Cuando empezó el juego de las quinielas el tema futbolístico no podía faltar, espoleado por el logro de algún premio, que contribuía a fomentar la defensa a ultranza del equipo favorito.
La navaja barbera era entonces la más usada para el afeitado, por lo que el buen barbero tenía varias bien afiladas. Para asentar su corte las pasaba por un asentador de cuero tensado y como último toque las suavizaba pasándolas varias veces por la palma de su mano.
Todo este método de preparación era muy necesario pues las barbas de siete días y a veces poco limpias requerían hacerlo con perfección sino se quería molestar al cliente.
Como la mayoría de los adolescentes, al comenzar a afeitarme sufrí el brote de los poros sebáceos tan molestos, que se agravaba si me afeitaba con las simples cuchillas de afeitar que había entonces.
Cuando se jubiló Perico, el buen barbero que nos sirvió en San Nicolás muchos años y del que ya hablé en mi libro, cogió el relevo un vecino del pueblo llamado Julián, que siguió afeitando a mi padre todas las semanas. Este me recomendó que si él me afeitaba con una navaja muy gastada por los muchos afiles, que llamaba “verduguillo”, el problema de los granos desaparecería. Así fue ,en efecto, debido a que el corte de la navaja era menos agresivo a la piel que el que tenían las cuchillas poco avanzadas que había en el mercado.

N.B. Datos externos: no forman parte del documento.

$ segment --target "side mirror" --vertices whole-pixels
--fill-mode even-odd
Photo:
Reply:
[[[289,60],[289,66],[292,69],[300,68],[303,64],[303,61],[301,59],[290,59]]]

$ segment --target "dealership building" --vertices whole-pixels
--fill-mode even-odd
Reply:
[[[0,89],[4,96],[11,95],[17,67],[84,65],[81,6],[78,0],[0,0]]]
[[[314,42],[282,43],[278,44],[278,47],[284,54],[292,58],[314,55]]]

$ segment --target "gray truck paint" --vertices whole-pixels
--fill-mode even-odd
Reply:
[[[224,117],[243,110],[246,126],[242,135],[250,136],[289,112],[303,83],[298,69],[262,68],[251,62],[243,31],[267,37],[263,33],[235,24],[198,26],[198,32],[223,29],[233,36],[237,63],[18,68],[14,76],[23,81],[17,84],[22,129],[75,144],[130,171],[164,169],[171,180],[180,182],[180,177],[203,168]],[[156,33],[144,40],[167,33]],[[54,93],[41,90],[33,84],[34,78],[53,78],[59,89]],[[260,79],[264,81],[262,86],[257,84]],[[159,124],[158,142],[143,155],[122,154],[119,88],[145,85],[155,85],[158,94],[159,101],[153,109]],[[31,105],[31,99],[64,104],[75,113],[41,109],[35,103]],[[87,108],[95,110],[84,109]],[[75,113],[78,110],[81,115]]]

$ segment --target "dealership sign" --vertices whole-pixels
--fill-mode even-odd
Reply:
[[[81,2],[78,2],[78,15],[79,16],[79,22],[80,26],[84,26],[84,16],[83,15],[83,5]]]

Aunque a veces nos juntábamos muchos, el turno de espera se guardaba según el orden de llegada. Esto no lo aguantaba Don Ignacio comandante del ejército retirado que tenía una finca cerca de Sahagún. Como buen militar conservaba la prestancia física, recio andar y un dinamismo que ejercitaba haciendo los encargos rápidamente por Sahagún. Cuando entraba en la barbería y nos veía a tantos aguardando, se dirigía diciendo al que le tocaba el turno con mucha educación: "¿sería tan amable?" y casi siempre con este u otros pretextos lograba colarse sin esperar turno.

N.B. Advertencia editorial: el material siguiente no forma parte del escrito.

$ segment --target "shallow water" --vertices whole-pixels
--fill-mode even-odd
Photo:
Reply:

La gente un poco mosca se quejaba de esta maniobra al barbero, que no se decidía a llamarle la atención personalmente, pues entonces los militares tenían mucho predicamento. Para arreglar entre todos este caso convinimos que el próximo día nadie accediera a su egoísta petición.
Recuerdo perfectamente el día que, tocándome el turno, llego él con su acostumbrada cantinela. Según lo convenido me hice el sueco aparentando como si no le oía. A la segunda petición no atendida los nervios le fallaron y muy turbado optó por marcharse.
Pero como tenía el hábito militar de llevar siempre el pelo muy recortado a cepillo y Lorenzo se lo hacía con mucha perfección, volvió y guardó su turno como uno más.
Sirvan estos recuerdos como homenaje agradecido a estos buenos servidores, que además de contribuir a nuestro aseo personal, nos brindaban unos buenos ratos de tertulia.